A family man, Saturday morning rugby referee, keen trout fisherman and hot rod enthusiast, Mr Tahu was also well known and liked within his small community.
In the days before he died, he helped police track down the owner of a stolen car.
A neighbour said at the time of his death: "Whether his children were playing marbles or flying kites, he was always there with them."

The killer: Menzies Reginald John Hallett
Found guilty of murdering Rodney Tahu at a service station in Turangi in 1979.
A Taupo real estate agent at the time, he had been angered at a letter from his estranged wife denying him custody of their children, and later told her his shooting Mr Tahu had been the "flash point" of his frustration.
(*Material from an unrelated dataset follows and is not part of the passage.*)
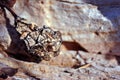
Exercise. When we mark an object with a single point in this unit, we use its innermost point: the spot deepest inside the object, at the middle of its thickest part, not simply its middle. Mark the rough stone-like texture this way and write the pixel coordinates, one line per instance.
(92, 24)
(87, 26)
After escaping conviction for the original murder, he was arrested again after a law change enabled his former wife to give evidence against him.
The 72-year-old pensioner was approached by police in a Rotorua bakery in late 2011 - reportedly while buying a corned-beef sandwich.

The star witness: Susan Sharpe
Menzies Hallett's estranged wife at the time he killed Rodney Tahu, she listened to Hallett give a detailed account of the murder just hours after it happened. But laws at the time meant she could not testify against him, weakening the Crown's unsuccessful original case against Hallett. Reforms to the Evidence Act overturning this led police to reopen the 33-year-old file last year.